2Q23: Slight beat on NIM. 2Q23 net profit rose 12% QoQ (better toplines) but fell 13% YoY (larger provisions and opex) to Bt1.2bn, beating our forecast by 9% and consensus forecast by 10%. The beat was mainly due to larger NIM than expected.

Highlights:

  1. Asset quality: MTC saw a decelerating rise in NPLs at 10% QoQ in 2Q23 vs. 14% QoQ in 1Q23, as a result of a 24% QoQ rise in write-offs.
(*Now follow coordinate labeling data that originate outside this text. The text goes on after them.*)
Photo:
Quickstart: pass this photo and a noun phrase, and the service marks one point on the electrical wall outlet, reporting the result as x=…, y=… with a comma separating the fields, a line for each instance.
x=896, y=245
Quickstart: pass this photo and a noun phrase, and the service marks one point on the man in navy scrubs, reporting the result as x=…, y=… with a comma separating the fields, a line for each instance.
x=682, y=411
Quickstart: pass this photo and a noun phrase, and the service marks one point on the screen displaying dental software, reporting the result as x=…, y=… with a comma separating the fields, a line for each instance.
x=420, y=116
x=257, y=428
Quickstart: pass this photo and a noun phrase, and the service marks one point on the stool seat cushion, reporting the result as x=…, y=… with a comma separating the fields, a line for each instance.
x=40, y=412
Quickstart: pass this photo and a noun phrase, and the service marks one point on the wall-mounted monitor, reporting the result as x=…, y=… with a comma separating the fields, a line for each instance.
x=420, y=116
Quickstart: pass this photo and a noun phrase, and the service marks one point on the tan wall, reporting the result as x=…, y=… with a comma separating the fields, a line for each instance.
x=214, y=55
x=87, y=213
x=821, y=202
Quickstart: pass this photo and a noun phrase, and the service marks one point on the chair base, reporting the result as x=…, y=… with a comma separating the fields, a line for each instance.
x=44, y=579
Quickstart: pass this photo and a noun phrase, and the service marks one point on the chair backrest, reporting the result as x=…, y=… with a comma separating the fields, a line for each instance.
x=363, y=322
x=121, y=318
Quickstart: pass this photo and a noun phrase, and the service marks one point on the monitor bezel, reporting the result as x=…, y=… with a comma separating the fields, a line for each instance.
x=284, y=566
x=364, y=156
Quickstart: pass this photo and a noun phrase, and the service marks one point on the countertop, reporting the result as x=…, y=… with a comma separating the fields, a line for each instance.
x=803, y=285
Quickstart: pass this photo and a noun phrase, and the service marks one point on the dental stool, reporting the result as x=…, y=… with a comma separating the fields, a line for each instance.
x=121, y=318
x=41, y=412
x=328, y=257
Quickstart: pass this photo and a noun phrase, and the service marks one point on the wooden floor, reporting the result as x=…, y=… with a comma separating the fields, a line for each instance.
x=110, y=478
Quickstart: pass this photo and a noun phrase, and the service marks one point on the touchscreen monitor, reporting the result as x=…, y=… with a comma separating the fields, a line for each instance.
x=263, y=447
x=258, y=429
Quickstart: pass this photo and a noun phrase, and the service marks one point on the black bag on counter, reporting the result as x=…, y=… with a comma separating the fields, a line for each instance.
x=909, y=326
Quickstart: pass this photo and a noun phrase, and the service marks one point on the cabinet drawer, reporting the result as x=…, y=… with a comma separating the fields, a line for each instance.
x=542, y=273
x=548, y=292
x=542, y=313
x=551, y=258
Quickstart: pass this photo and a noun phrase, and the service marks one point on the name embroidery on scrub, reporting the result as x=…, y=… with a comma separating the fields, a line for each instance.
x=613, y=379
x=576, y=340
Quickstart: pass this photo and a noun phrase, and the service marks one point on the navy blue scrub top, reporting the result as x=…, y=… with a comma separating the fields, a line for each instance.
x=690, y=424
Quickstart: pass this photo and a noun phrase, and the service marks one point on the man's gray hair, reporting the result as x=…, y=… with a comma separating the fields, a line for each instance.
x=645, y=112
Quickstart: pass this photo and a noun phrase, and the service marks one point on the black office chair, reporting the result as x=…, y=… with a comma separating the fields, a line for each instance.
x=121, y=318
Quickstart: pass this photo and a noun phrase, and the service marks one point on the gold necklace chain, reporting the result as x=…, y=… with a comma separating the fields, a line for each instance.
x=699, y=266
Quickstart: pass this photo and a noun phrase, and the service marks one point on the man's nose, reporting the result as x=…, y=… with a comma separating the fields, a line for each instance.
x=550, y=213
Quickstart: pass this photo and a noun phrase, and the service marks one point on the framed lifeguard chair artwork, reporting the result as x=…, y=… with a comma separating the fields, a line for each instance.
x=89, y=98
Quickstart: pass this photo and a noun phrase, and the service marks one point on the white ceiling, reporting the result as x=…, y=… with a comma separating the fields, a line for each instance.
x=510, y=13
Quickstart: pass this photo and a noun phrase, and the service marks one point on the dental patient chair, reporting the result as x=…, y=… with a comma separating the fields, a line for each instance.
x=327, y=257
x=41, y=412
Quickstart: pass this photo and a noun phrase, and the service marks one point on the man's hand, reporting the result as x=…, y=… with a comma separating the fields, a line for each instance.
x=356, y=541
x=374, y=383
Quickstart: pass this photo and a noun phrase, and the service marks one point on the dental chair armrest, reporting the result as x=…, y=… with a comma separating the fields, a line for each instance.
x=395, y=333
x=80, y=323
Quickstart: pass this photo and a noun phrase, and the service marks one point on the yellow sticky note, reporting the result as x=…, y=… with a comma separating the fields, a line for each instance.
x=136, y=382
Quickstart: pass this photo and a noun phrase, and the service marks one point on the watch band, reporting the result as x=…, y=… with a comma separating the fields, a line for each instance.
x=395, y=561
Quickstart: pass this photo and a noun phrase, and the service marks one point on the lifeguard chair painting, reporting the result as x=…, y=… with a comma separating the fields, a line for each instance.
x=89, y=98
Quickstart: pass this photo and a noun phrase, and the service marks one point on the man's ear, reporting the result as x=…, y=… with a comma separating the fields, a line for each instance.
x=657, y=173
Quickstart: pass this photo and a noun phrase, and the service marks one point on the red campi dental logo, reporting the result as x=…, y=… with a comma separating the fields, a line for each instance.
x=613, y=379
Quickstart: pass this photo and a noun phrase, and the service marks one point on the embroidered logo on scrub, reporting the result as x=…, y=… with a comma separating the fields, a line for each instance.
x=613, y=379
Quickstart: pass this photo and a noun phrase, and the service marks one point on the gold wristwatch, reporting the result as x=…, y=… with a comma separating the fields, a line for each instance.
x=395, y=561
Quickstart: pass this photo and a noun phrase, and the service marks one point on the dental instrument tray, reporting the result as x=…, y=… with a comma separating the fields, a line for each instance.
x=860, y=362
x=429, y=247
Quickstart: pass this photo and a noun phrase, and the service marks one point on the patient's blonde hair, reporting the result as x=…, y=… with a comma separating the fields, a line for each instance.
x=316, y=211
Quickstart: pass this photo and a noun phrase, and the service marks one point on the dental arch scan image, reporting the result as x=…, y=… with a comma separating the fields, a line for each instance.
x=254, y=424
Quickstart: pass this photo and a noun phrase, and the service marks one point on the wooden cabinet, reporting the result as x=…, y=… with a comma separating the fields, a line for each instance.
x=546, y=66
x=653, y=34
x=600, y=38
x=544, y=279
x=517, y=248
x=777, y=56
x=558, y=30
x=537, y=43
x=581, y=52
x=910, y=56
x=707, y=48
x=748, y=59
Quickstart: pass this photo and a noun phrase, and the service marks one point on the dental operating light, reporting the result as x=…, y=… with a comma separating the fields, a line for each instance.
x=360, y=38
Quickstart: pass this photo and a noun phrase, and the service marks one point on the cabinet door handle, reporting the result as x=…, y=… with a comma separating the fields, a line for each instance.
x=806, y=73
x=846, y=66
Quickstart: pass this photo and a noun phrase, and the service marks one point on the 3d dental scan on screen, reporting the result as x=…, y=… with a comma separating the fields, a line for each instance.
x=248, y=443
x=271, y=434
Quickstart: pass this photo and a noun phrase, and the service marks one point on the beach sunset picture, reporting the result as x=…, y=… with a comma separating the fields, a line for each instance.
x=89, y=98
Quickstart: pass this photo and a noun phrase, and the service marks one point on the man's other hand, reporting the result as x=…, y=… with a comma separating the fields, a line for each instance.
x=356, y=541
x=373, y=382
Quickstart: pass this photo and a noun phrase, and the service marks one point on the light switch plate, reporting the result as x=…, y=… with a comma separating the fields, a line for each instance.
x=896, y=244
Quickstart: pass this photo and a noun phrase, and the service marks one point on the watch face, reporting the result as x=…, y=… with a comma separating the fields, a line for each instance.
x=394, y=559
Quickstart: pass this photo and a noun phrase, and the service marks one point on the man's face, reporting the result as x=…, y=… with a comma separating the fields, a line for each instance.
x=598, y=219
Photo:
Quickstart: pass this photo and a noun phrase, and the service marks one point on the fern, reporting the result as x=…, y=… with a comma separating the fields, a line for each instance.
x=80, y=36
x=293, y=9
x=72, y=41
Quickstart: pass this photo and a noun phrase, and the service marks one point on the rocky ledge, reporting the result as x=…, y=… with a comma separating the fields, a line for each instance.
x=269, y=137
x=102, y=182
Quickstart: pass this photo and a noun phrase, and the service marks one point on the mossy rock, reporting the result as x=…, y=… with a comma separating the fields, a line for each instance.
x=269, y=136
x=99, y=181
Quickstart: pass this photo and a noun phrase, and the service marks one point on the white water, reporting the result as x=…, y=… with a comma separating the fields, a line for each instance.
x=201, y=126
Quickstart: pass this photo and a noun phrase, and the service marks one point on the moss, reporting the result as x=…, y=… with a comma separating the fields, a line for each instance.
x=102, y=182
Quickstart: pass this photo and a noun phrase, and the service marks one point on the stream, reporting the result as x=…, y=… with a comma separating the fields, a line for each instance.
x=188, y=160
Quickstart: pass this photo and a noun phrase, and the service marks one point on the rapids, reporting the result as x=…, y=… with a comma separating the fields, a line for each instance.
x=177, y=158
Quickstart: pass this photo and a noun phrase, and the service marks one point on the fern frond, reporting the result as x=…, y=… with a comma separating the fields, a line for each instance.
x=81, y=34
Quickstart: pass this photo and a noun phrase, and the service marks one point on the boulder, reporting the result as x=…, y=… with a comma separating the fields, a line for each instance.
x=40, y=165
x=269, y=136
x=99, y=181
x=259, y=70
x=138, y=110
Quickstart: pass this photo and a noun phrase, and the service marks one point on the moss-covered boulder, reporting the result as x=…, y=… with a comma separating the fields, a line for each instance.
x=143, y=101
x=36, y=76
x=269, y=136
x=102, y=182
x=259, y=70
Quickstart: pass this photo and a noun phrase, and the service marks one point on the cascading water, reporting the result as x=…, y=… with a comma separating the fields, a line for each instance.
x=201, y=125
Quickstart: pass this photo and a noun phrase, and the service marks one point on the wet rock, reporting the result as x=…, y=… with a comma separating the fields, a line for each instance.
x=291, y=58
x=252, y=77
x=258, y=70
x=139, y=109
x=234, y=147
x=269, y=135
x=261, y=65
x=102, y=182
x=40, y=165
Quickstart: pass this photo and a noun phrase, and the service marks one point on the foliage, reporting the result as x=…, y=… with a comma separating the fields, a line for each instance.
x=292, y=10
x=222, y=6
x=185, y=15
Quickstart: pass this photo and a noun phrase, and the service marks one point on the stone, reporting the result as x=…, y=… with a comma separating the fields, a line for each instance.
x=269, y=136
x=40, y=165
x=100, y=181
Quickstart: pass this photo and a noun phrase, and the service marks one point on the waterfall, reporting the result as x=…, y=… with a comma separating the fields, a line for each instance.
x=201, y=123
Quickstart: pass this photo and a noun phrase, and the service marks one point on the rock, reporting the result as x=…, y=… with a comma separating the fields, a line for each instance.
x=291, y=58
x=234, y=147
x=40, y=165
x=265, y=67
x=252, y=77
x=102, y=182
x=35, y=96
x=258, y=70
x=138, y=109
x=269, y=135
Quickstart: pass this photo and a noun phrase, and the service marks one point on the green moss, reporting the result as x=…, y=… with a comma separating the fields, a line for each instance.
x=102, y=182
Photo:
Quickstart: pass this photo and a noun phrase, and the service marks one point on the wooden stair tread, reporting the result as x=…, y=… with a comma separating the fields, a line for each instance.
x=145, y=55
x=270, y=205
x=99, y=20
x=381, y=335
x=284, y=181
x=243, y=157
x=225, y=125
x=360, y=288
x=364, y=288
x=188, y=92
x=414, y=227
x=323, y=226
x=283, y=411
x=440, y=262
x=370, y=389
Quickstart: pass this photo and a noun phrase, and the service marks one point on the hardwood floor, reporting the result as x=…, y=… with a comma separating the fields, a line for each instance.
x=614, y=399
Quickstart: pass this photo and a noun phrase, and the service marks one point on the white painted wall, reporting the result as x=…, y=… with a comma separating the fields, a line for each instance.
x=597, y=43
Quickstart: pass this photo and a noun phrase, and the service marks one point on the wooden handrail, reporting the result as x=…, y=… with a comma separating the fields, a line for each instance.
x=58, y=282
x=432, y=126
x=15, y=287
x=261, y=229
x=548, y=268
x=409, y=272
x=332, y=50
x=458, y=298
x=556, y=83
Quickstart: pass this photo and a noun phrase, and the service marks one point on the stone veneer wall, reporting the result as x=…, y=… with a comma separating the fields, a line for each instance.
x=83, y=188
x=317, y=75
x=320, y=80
If write-offs are added back, NPLs would rise 27% QoQ in 2Q23 vs. 30% in 1Q23. Stage 2 loans inched up 3% QoQ. Credit cost rose 25 bps QoQ (+187 bps YoY) to 3.76%, in line with expectation. LLR coverage inched up to 107% from 105% at 1Q23. We maintain our 2023F credit cost at 3.75% (+105 bps) vs. 3.62% in 1H23.
  2. Loan growth: Accelerating to 6% QoQ (vs. +4% QoQ in 1Q23), +24% YoY and +10% YTD in 2Q23. We maintain our 2023F loan growth at 22%.
  3. NIM: +21 bps QoQ (-36 bps YoY), better than expected. Yield on loans rose 27 bps QoQ. Cost of funds rose 7 bps QoQ.
  4. Non-NII: +23% QoQ (+38% YoY), mainly due to higher fee income.
  5. Cost to income ratio: -119 bps QoQ (+123 bps YoY) to 47.99%, as a rise in toplines exceeded a 5% QoQ rise in opex.

3Q23F and 2023F outlook. 1H23 earnings accounted for 44% of our full-year forecast. In 2H23F, we expect earnings to rise HoH (with a QoQ rise in 3Q23 and 4Q24) and YoY due to larger NII. In 2023F, we expect earnings to be stable, underpinned by a 105 bps rise in credit cost, 22% loan growth, a 42 bps fall in NIM and a slip in cost to income ratio.

Maintain Neutral with a rolled over TP. We maintain our Neutral rating with a hike in TP to Bt38 (2.15x PBV or 13.5x PE for 2024F) from Bt36 as we rolled over our valuation base to 2024.

Risks. 1) Asset quality risk from an uneven economic recovery and a potential El Nino, 2) NIM risk from rising interest rates, 3) rising competition from banks as “virtual banks” emerge over the next few years and 4) regulatory risk.